Réforme LPPPierre-Yves Maillard: «Ça coûte toujours plus cher et les rentes baissent»
Le président de l’Union syndicale suisse annonce déjà un référendum contre la réforme du 2e pilier. Qui pourrait aussi avoir du soutien à droite.
- par
- Eric Felley
Président de l’Union syndicale suisse (USS), Pierre-Yves Maillard (PS/VD) se dit très déçu de l’issue de la réforme du deuxième pilier (LPP), qui arrive à bout touchant aux Chambres fédérales. Pour lui celle-ci est «ratée» et le peuple tranchera. Selon ses chiffres, il en coûtera 2,5 milliards de francs de prélèvements supplémentaires à l’économie et aux salariés. «C’est la poursuite de ce qu’on connaît dans le deuxième pilier depuis bientôt quinze ans, observe-t-il. Ça coûte toujours plus cher et les rentes baissent. C’est la fuite en avant dans cette logique. Avec des capitaux qui s’accumulent à des niveaux stratosphériques. On est maintenant à plus de 1000 milliards, il y a vingt ans on était à 500 milliards. Donc on a doublé les capitaux accumulés, alors que les prestations baissent».
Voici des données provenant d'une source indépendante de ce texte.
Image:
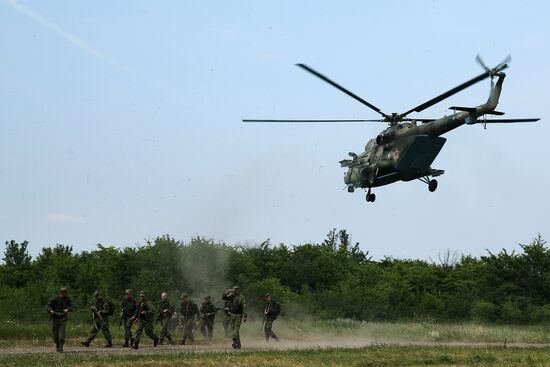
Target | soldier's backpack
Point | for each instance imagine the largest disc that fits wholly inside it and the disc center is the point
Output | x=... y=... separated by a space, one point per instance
x=111 y=310
x=274 y=310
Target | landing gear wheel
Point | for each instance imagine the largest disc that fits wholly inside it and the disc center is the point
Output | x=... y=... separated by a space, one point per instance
x=371 y=197
x=432 y=185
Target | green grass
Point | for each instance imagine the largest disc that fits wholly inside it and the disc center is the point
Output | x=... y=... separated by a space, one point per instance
x=20 y=334
x=360 y=357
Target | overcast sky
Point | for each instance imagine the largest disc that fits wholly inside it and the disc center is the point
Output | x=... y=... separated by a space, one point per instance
x=121 y=121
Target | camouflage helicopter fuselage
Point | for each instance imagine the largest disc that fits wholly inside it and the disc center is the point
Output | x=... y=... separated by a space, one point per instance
x=407 y=148
x=405 y=151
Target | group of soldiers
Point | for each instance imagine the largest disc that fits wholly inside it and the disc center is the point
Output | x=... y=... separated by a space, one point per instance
x=141 y=312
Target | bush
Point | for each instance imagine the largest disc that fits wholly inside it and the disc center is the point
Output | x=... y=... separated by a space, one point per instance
x=484 y=311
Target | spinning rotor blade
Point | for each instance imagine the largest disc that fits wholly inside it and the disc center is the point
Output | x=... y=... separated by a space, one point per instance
x=488 y=73
x=480 y=62
x=342 y=120
x=337 y=86
x=449 y=93
x=506 y=121
x=503 y=65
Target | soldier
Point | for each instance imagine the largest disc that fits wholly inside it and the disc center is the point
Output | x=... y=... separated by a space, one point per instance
x=271 y=311
x=58 y=308
x=127 y=311
x=144 y=315
x=238 y=313
x=101 y=310
x=165 y=312
x=188 y=311
x=208 y=315
x=227 y=317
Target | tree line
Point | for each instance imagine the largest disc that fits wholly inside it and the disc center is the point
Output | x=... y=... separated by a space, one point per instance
x=332 y=279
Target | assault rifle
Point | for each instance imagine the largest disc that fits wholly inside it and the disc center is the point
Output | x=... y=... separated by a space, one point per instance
x=96 y=314
x=205 y=315
x=266 y=311
x=121 y=317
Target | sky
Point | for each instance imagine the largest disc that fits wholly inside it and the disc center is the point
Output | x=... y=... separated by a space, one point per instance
x=121 y=121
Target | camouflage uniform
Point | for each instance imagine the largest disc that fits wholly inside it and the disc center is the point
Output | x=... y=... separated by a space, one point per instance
x=208 y=315
x=188 y=311
x=238 y=314
x=100 y=310
x=58 y=309
x=164 y=315
x=271 y=311
x=144 y=315
x=127 y=310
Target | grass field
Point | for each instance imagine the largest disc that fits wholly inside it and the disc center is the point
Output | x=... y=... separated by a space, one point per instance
x=16 y=334
x=304 y=343
x=367 y=356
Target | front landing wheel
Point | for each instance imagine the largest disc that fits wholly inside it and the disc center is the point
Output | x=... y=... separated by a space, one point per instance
x=432 y=186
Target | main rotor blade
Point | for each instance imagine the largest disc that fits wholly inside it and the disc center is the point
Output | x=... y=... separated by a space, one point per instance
x=449 y=93
x=506 y=121
x=337 y=86
x=341 y=120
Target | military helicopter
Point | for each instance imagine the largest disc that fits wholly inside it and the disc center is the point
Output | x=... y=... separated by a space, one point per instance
x=406 y=149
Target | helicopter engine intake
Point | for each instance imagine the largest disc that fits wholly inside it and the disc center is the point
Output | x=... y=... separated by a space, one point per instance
x=385 y=138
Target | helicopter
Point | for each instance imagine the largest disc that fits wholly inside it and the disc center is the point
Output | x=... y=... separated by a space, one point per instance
x=405 y=150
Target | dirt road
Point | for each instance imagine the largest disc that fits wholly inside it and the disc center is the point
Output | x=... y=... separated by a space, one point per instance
x=258 y=345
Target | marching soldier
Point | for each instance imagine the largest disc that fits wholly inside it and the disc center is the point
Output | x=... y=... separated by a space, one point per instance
x=271 y=311
x=58 y=308
x=208 y=315
x=127 y=311
x=144 y=315
x=238 y=313
x=165 y=312
x=188 y=312
x=101 y=310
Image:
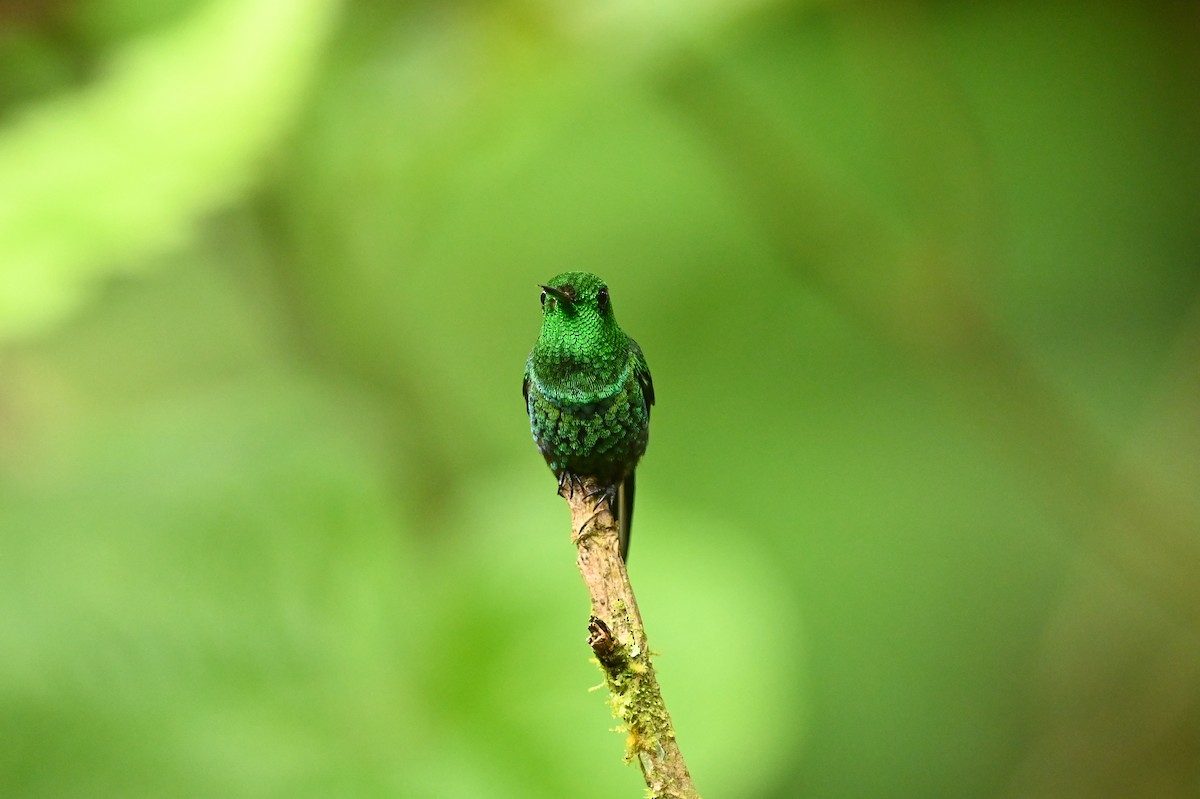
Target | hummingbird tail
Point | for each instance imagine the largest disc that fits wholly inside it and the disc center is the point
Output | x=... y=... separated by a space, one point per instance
x=625 y=514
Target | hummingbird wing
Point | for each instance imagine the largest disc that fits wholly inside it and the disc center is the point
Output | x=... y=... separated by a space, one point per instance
x=627 y=488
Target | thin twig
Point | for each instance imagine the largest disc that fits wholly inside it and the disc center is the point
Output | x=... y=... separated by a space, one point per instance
x=618 y=638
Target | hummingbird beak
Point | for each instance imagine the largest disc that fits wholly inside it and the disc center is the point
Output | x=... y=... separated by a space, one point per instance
x=561 y=293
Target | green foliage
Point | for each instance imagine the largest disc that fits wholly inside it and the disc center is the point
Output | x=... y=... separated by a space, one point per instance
x=917 y=284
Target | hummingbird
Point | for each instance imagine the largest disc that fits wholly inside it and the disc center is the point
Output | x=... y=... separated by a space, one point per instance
x=588 y=394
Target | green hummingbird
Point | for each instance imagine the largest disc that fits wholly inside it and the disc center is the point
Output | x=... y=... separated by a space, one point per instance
x=588 y=392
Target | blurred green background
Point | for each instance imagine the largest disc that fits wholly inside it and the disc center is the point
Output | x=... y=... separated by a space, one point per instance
x=918 y=283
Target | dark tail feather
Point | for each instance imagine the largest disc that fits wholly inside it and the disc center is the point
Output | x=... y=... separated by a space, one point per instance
x=625 y=514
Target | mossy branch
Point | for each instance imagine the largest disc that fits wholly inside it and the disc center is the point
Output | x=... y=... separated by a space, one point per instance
x=617 y=636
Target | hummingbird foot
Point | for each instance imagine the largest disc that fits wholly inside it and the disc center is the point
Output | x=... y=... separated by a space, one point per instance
x=568 y=482
x=607 y=494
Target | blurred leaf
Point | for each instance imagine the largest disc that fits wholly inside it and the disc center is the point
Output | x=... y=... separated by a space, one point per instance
x=94 y=181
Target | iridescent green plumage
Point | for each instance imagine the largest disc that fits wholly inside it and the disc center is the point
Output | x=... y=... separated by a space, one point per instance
x=588 y=391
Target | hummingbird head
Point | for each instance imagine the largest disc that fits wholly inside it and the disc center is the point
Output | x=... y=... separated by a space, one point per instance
x=576 y=314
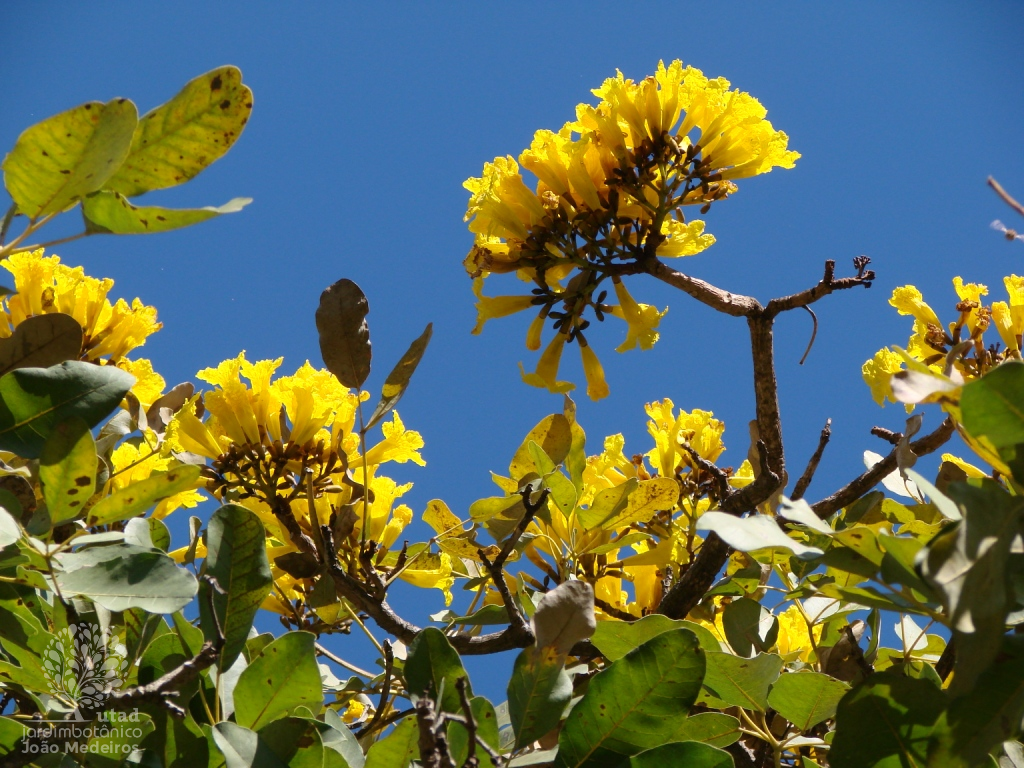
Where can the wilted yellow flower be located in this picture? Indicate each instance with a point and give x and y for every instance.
(609, 188)
(132, 463)
(44, 286)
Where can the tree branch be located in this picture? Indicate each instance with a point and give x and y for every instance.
(812, 466)
(860, 485)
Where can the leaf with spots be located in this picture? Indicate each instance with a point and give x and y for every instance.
(635, 704)
(58, 161)
(539, 691)
(41, 341)
(175, 141)
(68, 469)
(237, 558)
(344, 335)
(397, 380)
(109, 212)
(33, 400)
(138, 497)
(283, 677)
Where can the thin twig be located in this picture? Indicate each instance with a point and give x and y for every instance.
(812, 466)
(861, 484)
(385, 690)
(1006, 196)
(321, 650)
(467, 710)
(814, 333)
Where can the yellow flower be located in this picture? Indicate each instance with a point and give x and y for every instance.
(431, 570)
(794, 638)
(878, 374)
(148, 384)
(489, 307)
(683, 239)
(698, 428)
(908, 300)
(133, 463)
(546, 374)
(597, 387)
(44, 286)
(642, 320)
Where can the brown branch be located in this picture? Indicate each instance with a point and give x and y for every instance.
(812, 466)
(467, 711)
(827, 285)
(385, 691)
(1006, 196)
(730, 303)
(860, 485)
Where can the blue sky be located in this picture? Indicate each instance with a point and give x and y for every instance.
(368, 119)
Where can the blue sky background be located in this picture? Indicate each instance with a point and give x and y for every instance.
(367, 121)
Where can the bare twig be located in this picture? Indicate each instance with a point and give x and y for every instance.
(814, 334)
(812, 466)
(385, 690)
(860, 485)
(467, 711)
(518, 625)
(1006, 196)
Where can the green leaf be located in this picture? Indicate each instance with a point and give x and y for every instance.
(486, 728)
(41, 341)
(344, 336)
(344, 741)
(140, 496)
(68, 156)
(645, 500)
(754, 532)
(432, 665)
(553, 434)
(742, 682)
(806, 698)
(284, 676)
(539, 691)
(10, 530)
(683, 755)
(122, 577)
(236, 556)
(992, 407)
(615, 639)
(888, 721)
(68, 469)
(991, 713)
(634, 704)
(749, 627)
(607, 505)
(242, 748)
(109, 212)
(967, 564)
(710, 727)
(397, 380)
(176, 140)
(296, 741)
(33, 400)
(397, 749)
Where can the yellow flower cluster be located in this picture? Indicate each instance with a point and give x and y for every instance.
(642, 540)
(110, 332)
(264, 434)
(43, 285)
(610, 189)
(955, 352)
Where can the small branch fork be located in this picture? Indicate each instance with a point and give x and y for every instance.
(433, 743)
(161, 691)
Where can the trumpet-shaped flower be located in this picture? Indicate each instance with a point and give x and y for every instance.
(609, 188)
(43, 285)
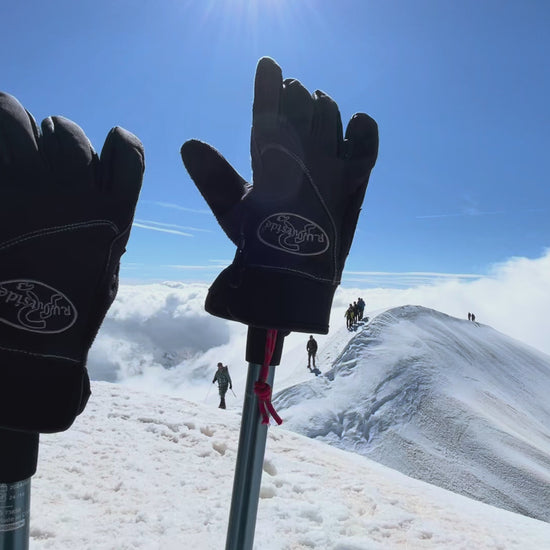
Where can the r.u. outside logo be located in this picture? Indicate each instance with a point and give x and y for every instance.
(35, 307)
(293, 234)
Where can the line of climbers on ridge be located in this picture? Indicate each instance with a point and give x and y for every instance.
(354, 313)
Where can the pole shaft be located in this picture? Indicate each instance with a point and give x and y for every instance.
(248, 469)
(15, 503)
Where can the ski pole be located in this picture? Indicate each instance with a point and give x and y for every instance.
(208, 393)
(251, 450)
(18, 461)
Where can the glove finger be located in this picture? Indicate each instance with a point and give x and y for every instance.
(268, 85)
(327, 123)
(18, 133)
(361, 143)
(122, 163)
(218, 182)
(68, 151)
(297, 106)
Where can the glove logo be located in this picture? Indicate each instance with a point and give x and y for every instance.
(35, 307)
(293, 234)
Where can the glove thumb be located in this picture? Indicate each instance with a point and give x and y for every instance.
(218, 182)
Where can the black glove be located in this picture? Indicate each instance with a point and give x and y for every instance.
(294, 227)
(65, 218)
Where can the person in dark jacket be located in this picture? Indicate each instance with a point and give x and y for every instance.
(224, 381)
(311, 348)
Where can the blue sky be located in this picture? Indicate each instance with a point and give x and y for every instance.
(460, 90)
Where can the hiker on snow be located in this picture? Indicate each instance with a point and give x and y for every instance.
(360, 308)
(311, 348)
(349, 317)
(224, 380)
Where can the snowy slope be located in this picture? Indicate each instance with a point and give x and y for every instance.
(150, 472)
(445, 400)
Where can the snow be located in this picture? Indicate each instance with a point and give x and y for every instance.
(141, 471)
(149, 464)
(442, 399)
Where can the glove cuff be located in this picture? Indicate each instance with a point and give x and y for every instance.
(271, 299)
(40, 393)
(19, 456)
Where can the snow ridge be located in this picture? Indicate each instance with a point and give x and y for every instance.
(441, 399)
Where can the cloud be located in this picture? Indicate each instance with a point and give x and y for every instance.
(174, 206)
(161, 229)
(174, 226)
(158, 336)
(514, 298)
(403, 279)
(469, 212)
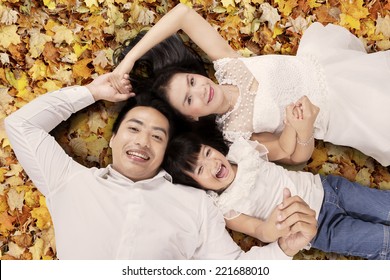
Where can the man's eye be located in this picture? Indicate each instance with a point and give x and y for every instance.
(157, 137)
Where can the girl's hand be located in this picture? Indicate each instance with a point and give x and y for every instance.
(119, 78)
(300, 219)
(271, 231)
(102, 89)
(302, 117)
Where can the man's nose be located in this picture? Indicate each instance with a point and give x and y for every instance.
(143, 140)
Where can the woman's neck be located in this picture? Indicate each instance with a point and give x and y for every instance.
(231, 94)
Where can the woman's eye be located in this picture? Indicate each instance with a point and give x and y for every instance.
(157, 137)
(133, 129)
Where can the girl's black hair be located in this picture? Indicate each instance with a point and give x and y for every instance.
(182, 152)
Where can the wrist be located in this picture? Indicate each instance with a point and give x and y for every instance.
(283, 246)
(305, 140)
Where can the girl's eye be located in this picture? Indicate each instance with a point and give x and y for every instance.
(134, 129)
(157, 137)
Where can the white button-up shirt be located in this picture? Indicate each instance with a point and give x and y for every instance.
(101, 214)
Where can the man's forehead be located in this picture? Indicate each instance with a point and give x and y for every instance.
(147, 115)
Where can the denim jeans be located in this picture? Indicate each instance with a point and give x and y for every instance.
(354, 220)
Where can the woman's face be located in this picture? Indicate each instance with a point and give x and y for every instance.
(195, 95)
(212, 171)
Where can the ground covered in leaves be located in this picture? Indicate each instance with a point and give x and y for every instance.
(49, 44)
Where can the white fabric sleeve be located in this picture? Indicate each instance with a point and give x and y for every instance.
(43, 159)
(216, 243)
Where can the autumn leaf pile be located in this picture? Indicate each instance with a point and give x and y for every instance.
(49, 44)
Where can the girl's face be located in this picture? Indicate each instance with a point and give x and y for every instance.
(195, 96)
(213, 171)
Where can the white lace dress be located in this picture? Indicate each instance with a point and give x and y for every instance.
(258, 185)
(351, 87)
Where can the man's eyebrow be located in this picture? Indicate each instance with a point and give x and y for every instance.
(137, 121)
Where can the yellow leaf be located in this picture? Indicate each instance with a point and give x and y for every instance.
(42, 215)
(14, 250)
(37, 42)
(96, 147)
(37, 249)
(9, 35)
(352, 12)
(363, 177)
(6, 223)
(50, 4)
(38, 71)
(78, 49)
(90, 3)
(62, 34)
(80, 69)
(19, 81)
(15, 200)
(286, 6)
(31, 198)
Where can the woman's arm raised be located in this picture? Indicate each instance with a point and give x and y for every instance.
(183, 18)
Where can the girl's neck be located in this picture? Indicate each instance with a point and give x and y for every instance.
(231, 94)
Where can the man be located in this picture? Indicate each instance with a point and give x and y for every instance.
(130, 209)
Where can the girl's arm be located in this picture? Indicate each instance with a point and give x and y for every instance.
(181, 17)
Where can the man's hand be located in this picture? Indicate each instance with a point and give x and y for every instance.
(102, 89)
(300, 218)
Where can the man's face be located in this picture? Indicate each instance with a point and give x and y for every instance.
(139, 145)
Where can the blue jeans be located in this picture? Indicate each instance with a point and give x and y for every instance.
(354, 220)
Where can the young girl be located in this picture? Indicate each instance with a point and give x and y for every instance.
(331, 68)
(352, 219)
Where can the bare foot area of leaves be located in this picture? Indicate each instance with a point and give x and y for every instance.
(50, 44)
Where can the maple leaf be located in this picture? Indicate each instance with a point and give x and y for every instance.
(37, 249)
(62, 34)
(9, 35)
(42, 215)
(286, 6)
(6, 223)
(383, 26)
(37, 42)
(270, 15)
(8, 16)
(14, 250)
(80, 69)
(15, 200)
(100, 59)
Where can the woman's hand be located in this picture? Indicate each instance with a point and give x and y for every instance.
(119, 78)
(300, 219)
(102, 89)
(301, 116)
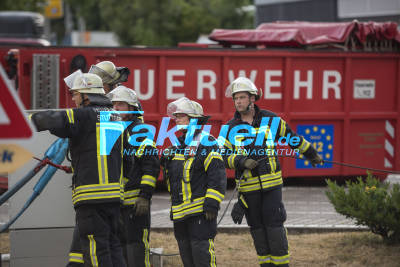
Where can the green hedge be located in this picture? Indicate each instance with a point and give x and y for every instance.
(372, 203)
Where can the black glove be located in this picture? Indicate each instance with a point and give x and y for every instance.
(237, 213)
(250, 164)
(317, 160)
(210, 215)
(167, 155)
(142, 206)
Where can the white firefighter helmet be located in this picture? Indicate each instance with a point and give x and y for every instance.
(185, 106)
(124, 94)
(242, 84)
(84, 83)
(106, 70)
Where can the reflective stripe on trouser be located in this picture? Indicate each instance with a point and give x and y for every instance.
(195, 236)
(261, 245)
(267, 212)
(98, 226)
(75, 253)
(135, 231)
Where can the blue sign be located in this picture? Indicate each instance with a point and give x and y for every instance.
(321, 137)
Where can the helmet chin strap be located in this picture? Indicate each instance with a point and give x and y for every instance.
(83, 100)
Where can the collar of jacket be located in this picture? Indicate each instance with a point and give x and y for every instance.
(257, 115)
(182, 138)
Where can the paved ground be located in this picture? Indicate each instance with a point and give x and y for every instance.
(306, 207)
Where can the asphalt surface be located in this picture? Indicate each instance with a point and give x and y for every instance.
(306, 207)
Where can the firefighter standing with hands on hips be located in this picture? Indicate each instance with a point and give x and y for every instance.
(196, 181)
(96, 182)
(258, 176)
(111, 76)
(141, 167)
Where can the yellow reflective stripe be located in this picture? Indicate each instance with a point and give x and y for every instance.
(76, 257)
(283, 128)
(132, 193)
(264, 259)
(95, 187)
(93, 196)
(70, 114)
(224, 142)
(278, 260)
(211, 249)
(186, 188)
(179, 157)
(145, 142)
(99, 157)
(192, 210)
(267, 181)
(211, 193)
(188, 204)
(146, 248)
(243, 201)
(149, 180)
(231, 161)
(210, 157)
(131, 196)
(304, 146)
(92, 248)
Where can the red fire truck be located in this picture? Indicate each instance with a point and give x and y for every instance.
(347, 103)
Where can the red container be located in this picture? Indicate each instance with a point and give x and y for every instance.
(346, 103)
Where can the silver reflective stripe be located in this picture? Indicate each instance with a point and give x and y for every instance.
(96, 187)
(96, 196)
(186, 205)
(186, 212)
(215, 195)
(92, 246)
(280, 259)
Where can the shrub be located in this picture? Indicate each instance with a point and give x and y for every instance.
(371, 203)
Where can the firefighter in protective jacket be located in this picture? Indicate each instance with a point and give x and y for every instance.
(141, 168)
(97, 181)
(258, 173)
(196, 181)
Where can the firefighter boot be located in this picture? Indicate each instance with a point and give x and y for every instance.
(204, 253)
(278, 243)
(137, 255)
(262, 247)
(185, 250)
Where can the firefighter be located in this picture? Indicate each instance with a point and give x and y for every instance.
(110, 75)
(141, 167)
(258, 174)
(196, 181)
(97, 180)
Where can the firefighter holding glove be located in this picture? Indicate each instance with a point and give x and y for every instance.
(259, 176)
(196, 181)
(141, 168)
(96, 183)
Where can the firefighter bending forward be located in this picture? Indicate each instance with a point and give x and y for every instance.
(141, 167)
(259, 175)
(196, 181)
(97, 180)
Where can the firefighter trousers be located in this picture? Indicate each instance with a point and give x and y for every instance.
(195, 237)
(265, 216)
(134, 236)
(97, 234)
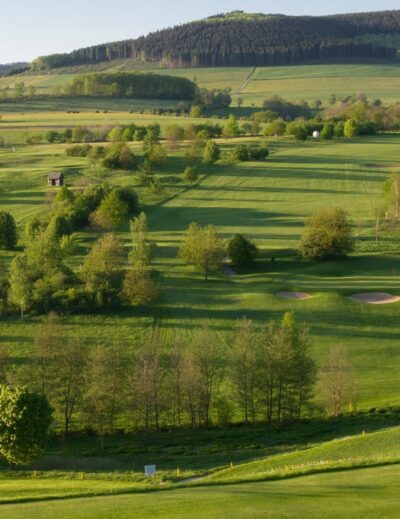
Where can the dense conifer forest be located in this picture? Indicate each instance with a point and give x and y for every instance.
(240, 39)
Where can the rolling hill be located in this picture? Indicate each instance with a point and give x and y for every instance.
(240, 39)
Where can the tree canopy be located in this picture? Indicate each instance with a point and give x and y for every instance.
(327, 236)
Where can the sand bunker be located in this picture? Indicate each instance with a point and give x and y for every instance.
(375, 298)
(294, 295)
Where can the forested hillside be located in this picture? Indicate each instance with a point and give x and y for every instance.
(240, 39)
(13, 68)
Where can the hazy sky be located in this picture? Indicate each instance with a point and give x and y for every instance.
(30, 28)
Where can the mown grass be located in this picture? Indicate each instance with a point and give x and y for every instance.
(360, 493)
(269, 203)
(366, 449)
(309, 82)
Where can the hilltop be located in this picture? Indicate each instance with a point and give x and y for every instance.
(246, 39)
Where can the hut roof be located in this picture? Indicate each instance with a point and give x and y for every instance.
(55, 175)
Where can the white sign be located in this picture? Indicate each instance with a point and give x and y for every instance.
(150, 470)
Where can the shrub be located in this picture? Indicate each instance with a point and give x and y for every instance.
(351, 128)
(212, 152)
(190, 175)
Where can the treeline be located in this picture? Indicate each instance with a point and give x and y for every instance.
(260, 373)
(13, 68)
(132, 86)
(240, 41)
(266, 373)
(41, 279)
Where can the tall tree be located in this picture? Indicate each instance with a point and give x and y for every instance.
(21, 283)
(8, 231)
(208, 361)
(244, 366)
(141, 245)
(104, 389)
(328, 235)
(100, 267)
(336, 385)
(25, 418)
(69, 368)
(203, 248)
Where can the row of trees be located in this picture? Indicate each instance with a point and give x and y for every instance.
(263, 373)
(131, 85)
(249, 41)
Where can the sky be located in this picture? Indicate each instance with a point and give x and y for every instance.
(30, 28)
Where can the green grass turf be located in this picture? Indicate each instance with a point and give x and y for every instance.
(309, 82)
(269, 203)
(366, 449)
(371, 493)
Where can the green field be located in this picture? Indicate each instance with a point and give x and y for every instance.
(370, 493)
(366, 449)
(269, 203)
(302, 483)
(339, 467)
(309, 82)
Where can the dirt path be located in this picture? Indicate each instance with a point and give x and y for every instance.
(375, 298)
(294, 295)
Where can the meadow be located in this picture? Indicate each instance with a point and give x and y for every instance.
(340, 467)
(252, 85)
(268, 203)
(368, 493)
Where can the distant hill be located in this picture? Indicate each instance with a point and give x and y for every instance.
(13, 68)
(242, 39)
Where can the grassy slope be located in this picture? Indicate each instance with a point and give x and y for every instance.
(350, 495)
(308, 82)
(268, 203)
(380, 447)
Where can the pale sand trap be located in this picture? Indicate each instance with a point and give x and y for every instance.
(375, 298)
(294, 295)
Pour lui, cette réforme est socialement injuste: «Ces 2,5 milliards sont très inégalement répartis: les branches qui vont essentiellement payer, ce sont celles qui ont déjà des situations difficiles, comme l’agriculture, la restauration, le tourisme, le nettoyage, la coiffure. Si on veut améliorer leur rente avec la logique de l’épargne individuelle, c’est alors très cher pour les salariés concernés et leurs employeurs».
Ponctionner les bas revenus
La réforme veut abaisser le seuil d’entrée dans la LPP et permettre à davantage de bas revenus de cotiser et d’améliorer leur retraite. Sur le principe, Pierre-Yves Maillard n’est pas contre, mais il conteste la manière: «Quand on élargit vers le bas le salaire assuré, on fait d’une année à l’autre un prélèvement qui est vraiment très fort. Des gens, qui ont déjà peu, vont se retrouver avec une baisse de salaire nette, qui dans certains cas ira jusqu’à 5 ou 6%. On peut dire que c’est de l’épargne, on les force à épargner, mais enfin ils épargneraient volontiers s’ils en avaient les moyens. Après on la leur rendra sous forme de rentes. C’est là qu’il y a un problème. Cela sera forcément des rentes modestes même avec cette réforme. Et, dans notre système de retraite, quand on est aux prestations complémentaires, cette rente n’a aucun impact sur le revenu. Et si elle vous fait tout juste passer au-dessus de la limite pour obtenir ces prestations, alors vous vivrez encore plus mal, parce que vous êtes dans le trou de l’effet de seuil».
Un compromis torpillé par la droite
Ce défaut de solidarité dans cette réforme de la LPP rend particulièrement amer le Vaudois: «On avait trouvé une solution de compromis avec l’Union patronale suisse, reprise par le Conseil fédéral. L’élément fort de ce compromis était une contribution de solidarité de 0,5%, soit 0,25% pour les salariés, 0,25% pour les employeurs, qui auraient été prélevés jusqu’à 860’000 francs de revenus. On allait chercher des ressources chez les plus hauts revenus, pour justement financer ce supplément de rentes. Cela aurait permis d’atteindre l’objectif d’éviter toute baisse de rente pour la classe moyenne et d’améliorer les rentes des revenus modestes. Malheureusement les partis bourgeois, PLR Centre et UDC, n’ont pas supporté cette idée. Et donc, ils l’ont sortie du dispositif».
Vers un référendum avec des patrons
Le président de l’USS ne fait pas mystère: «Bien sûr que l’on va faire un référendum, on ne peut pas laisser passer ça. Nous avons d’excellentes raisons de le faire, parce que ça coûte plus cher pour les bas salaires, dont la situation ne s’améliore pas franchement, et que la classe moyenne subit une baisse de rentes. Ce qui est particulièrement inédit c’est que l’on voit déjà que l’Union suisse des paysans, GastroSuisse ou le Centre patronal vaudois, toute une série de milieux patronaux, "qui disent: qu’est-ce qu’ils nous ont fabriqué là!" Et qui rejoignent le camp du non».